The April 15th deadline is fast approaching for 2012 tax returns. With frequently changing tax rules and tax forms, it isn't difficult to make a tax-filing mistake. While tax preparation software makes filing considerably easier for millions of people, even a small, common tax mistake can be costly in the form of a smaller or delayed refund or larger tax bill. To help you steer clear of the most common tax filing issues, follow these simple tips when completing your 2012 return:

1. Don't File Late or Last Minute

For many people, hearing the term "Tax Day" or "April 15th" can bring a sense of frustration. Because of this, many choose to wait until the last minute to file. Studies show that people who procrastinate typically make more mistakes on their tax return. With over 20 percent of Americans waiting until the week leading up to April 15th to file, a large number of mistakes are seen by the IRS. In addition, those who wait until after the April 15th deadline are charged interest that compounds daily, plus possible late fees.

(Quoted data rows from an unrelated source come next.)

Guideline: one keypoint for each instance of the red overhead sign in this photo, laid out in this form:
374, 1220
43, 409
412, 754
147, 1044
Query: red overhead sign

2. Update Your Household Status

If 2012 brought about a change in your living arrangements, such as a baby, a divorce or older children moving back into your residence, your tax filing status can have a major impact on your return. Picking the incorrect household status can lead to overpayment or underpayment of taxes. For example, you must be single to file as HOH (Head of Household). One common tax mistake is filing only as a single and not HOH. HOH's are allowed larger standard deductions and generous tax brackets. In addition to those benefits, there are numerous tax rules that work in favor of HOH's versus those who are single.

3. Deduct Business Expenses Carefully

Whether you run a small, mid-sized or large business, each one comes with expenses. While the IRS allows you to deduct many business expenses from the revenue you generated, don't overdo it. Be careful when deducting a large number of entertainment or dining costs, large home office expenses, or expenses such as hobbies that are not business related. Visiting the IRS website can help you get a clear picture of which business deductions are allowable.

4. Monitor and File Charitable Contributions

Donations to charity that are worth less than $500 can easily be reported on your tax return. However, if your gift exceeds $500, you should file form 8283. This form allows you to claim a deduction for all property you donate, whether clothing, a used vehicle, artwork, etc., for the item's fair market value.

5. Keep Paperwork and Receipts Organized

Thanks to technology that improves every year, it is easier for the IRS to flag an abnormality in your return. Irregularities such as a large drop in income or major increase in office or home expenses may raise an eyebrow. Because of this, it is crucial to keep all of your receipts, home office bills (lights, Internet, phone, etc.), documents, contracts (if you are self-employed), and other paperwork.

6. Check Your Math

In addition to return irregularities, bad math can also flag your tax return for an audit. If using tax software, double check numbers and decimal points as you input them. If you are crunching your own numbers, always recheck final amounts. Tip: sometimes the IRS will run numbers and claim you owe more money. Be sure to check their math as well if you receive a request for additional funds.

7. Keep Track of Side Jobs

If you are an independent contractor, chances are you received a 1099 from each employer or client. Keep track of each job and amount earned, and don't forget to include all of this information on your return. The IRS already knows how much money you made thanks to copies of your 1099 sent to the IRS by the employer's accountant. If you forget to include a job, the IRS can charge you a penalty and interest depending on when the omission is discovered.

8. Review All Information

You kept all of your receipts, impeccable records, and filed your taxes before the deadline. So, what could be delaying your refund? According to the IRS, incorrect or missing information is one of the biggest factors in delayed tax returns. Common areas overlooked or input incorrectly (especially when using tax return software) are social security numbers, bank routing information (where your return would be direct deposited), and signatures.

 

With only a few weeks left leading up to the April 15th tax deadline, isn't now the perfect time to get your return started? Remember, keeping yourself organized, double-checking numbers, updating changes, and deducting the right amount of expenses will help you avoid some of the most common tax errors made each year.